A Ponte para Irem
A Ponte para Irem
O engenheiro Caio Velasquez recebeu o chamado à meia-noite. A prefeitura queria que ele avaliasse uma ponte abandonada no interior de Minas Gerais, um relicário de concreto dos anos 1950 que, segundo moradores, "se recusava a cair". Terremotos, enchentes, relâmpagos: nada a afetava.
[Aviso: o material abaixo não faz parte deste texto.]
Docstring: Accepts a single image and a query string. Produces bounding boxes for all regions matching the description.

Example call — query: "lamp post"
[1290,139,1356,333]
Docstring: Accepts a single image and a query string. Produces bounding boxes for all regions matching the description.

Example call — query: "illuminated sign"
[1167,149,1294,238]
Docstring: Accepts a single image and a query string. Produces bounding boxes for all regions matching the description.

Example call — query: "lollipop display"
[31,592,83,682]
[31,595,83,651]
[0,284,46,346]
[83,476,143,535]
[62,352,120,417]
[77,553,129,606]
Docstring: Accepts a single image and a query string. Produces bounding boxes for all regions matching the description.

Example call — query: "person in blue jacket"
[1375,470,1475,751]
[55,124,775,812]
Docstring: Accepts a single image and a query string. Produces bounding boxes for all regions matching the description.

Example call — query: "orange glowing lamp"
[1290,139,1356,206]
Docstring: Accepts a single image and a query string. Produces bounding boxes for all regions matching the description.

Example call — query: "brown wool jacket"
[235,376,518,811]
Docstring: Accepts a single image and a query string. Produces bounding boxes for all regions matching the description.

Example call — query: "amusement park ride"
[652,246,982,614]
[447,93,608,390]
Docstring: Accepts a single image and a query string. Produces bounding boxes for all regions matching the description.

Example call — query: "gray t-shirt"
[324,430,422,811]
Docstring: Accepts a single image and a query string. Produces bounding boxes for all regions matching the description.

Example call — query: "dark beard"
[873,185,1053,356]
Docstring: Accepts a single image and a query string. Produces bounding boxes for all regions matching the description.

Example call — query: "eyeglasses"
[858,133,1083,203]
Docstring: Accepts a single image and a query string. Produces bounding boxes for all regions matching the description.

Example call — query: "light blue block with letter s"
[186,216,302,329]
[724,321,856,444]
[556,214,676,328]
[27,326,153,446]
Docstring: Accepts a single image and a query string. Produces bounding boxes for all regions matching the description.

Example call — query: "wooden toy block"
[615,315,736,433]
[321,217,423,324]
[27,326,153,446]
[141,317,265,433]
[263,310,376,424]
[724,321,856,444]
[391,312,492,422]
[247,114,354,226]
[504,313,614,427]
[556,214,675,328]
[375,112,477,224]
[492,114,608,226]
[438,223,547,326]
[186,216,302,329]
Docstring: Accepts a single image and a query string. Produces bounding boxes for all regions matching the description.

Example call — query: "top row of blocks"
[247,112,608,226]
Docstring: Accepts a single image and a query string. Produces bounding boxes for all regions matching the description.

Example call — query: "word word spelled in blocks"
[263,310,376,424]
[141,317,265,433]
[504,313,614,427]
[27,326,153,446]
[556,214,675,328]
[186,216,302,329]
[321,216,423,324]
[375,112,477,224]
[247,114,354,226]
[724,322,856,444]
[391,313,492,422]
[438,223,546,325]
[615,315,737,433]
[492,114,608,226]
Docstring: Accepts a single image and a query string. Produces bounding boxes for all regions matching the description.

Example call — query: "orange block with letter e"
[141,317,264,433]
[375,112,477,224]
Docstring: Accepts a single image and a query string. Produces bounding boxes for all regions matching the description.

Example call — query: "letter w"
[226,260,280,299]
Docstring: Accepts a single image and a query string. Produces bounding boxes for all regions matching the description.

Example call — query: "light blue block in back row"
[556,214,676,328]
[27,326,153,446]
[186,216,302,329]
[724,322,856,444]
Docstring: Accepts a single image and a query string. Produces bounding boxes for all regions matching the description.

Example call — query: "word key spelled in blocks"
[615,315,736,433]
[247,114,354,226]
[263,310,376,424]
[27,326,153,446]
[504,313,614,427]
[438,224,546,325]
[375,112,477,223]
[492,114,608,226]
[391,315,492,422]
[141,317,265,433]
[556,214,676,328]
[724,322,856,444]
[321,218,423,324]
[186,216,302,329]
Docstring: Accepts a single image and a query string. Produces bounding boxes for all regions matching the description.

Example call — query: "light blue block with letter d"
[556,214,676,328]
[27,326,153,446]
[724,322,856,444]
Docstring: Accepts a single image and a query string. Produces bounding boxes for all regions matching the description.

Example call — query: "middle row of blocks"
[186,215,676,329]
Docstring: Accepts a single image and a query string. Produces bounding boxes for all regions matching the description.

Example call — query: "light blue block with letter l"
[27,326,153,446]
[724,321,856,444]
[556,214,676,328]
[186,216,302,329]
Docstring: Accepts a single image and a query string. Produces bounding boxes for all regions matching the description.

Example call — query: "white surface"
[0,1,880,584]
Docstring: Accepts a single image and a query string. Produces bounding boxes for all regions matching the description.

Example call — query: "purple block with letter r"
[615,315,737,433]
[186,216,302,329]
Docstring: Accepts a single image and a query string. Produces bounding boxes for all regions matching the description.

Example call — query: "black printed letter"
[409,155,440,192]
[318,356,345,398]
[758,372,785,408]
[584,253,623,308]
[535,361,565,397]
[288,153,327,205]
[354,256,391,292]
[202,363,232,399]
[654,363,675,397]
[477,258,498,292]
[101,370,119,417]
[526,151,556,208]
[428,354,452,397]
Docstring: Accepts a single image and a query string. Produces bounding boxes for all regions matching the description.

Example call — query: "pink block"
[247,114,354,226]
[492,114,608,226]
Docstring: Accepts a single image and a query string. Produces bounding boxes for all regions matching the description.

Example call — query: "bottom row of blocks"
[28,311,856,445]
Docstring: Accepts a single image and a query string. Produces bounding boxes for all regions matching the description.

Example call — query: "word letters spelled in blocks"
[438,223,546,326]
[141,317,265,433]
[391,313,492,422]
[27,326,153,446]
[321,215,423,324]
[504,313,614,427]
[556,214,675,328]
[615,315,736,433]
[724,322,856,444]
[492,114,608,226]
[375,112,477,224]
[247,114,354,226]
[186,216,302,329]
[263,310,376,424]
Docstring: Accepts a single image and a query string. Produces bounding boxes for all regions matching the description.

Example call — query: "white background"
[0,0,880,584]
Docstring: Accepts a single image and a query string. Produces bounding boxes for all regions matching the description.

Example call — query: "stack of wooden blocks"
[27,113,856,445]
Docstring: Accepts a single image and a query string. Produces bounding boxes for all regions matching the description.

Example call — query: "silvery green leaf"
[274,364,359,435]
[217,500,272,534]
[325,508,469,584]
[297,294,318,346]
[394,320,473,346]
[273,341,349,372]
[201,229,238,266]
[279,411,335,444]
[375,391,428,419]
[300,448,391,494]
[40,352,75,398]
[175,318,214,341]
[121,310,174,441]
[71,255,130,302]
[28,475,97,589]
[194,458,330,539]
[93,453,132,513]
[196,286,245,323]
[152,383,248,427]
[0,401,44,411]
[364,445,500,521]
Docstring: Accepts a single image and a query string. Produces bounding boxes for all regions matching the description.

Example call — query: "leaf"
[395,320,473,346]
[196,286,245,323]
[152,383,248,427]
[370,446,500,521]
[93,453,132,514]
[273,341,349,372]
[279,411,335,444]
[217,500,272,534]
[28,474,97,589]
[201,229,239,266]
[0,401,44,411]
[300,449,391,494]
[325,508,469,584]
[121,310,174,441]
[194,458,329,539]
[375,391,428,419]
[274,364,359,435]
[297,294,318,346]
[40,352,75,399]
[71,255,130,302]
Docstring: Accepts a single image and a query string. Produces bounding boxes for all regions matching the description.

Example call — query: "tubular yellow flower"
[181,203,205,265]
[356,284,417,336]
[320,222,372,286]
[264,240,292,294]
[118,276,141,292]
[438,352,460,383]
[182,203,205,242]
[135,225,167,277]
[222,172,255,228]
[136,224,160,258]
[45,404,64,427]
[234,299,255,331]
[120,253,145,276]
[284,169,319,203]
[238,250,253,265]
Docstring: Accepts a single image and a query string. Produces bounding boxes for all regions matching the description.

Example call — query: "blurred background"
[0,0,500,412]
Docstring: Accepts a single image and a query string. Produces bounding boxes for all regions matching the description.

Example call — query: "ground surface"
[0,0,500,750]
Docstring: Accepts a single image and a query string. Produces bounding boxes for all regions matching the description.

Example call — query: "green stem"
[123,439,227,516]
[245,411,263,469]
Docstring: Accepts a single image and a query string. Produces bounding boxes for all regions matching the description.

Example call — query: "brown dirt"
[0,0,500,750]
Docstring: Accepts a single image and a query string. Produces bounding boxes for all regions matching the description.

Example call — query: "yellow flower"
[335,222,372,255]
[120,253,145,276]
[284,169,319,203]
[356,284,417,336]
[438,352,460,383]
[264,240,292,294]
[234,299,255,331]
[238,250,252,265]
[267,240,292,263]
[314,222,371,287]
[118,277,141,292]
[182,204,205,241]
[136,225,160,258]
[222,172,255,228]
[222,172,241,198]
O mais estranho, diziam, era que ninguém lembrava quando foi construída, nem quem a projetou.
Ao chegar, Caio encontrou a estrutura mergulhada em neblina, sua forma oscilando como se não fosse feita de matéria comum. Ele tocou o concreto, mas sentiu algo frio e úmido, como pele morta.
Um velho da cidade, olhos fundos de quem não dormia há décadas, aproximou-se.
— Não fique aqui depois do pôr do sol — advertiu. — A ponte não leva a outro lado. Ela leva pra Irem.
Caio riu. Lendas, pensou. Mas quando a noite caiu, ele não conseguiu evitar a tentação. Pisou no asfalto antigo e andou.
Cada passo reverberava como um eco distorcido. As estrelas acima se apagavam. O rio sob a ponte desapareceu. Logo, não havia nada ao redor além de um céu negro, profundo, pulsante.
Caio parou. Atrás dele, a cidade já não existia. Adiante, torres ciclópicas brotavam do vazio, iluminadas por chamas verdes sem origem. Eram estruturas impossíveis, cujas formas mudavam quando não eram observadas.
— Bem-vindo — sussurrou uma voz.
Algo se movia na escuridão. Criaturas sem forma definida, com olhos que nunca piscavam e bocas demais, rastejavam ao seu redor, deixando trilhas pegajosas no chão da ponte.
— Fique. O mundo nunca te pertenceu.
Caio tentou correr, mas seus pés estavam presos ao chão, como se a ponte já o tivesse aceitado como parte dela. A realidade ao redor tremia. O tempo se fragmentava.
Quando gritou, seu som não voltou. Seu corpo dissolveu-se no concreto da ponte, sua consciência espalhando-se como um eco que nunca morria.
Na manhã seguinte, os moradores viram que um novo detalhe havia surgido na estrutura: um rosto congelado em um grito eterno, esculpido no pilar central.
A ponte nunca caiu. Mas sempre pedia mais.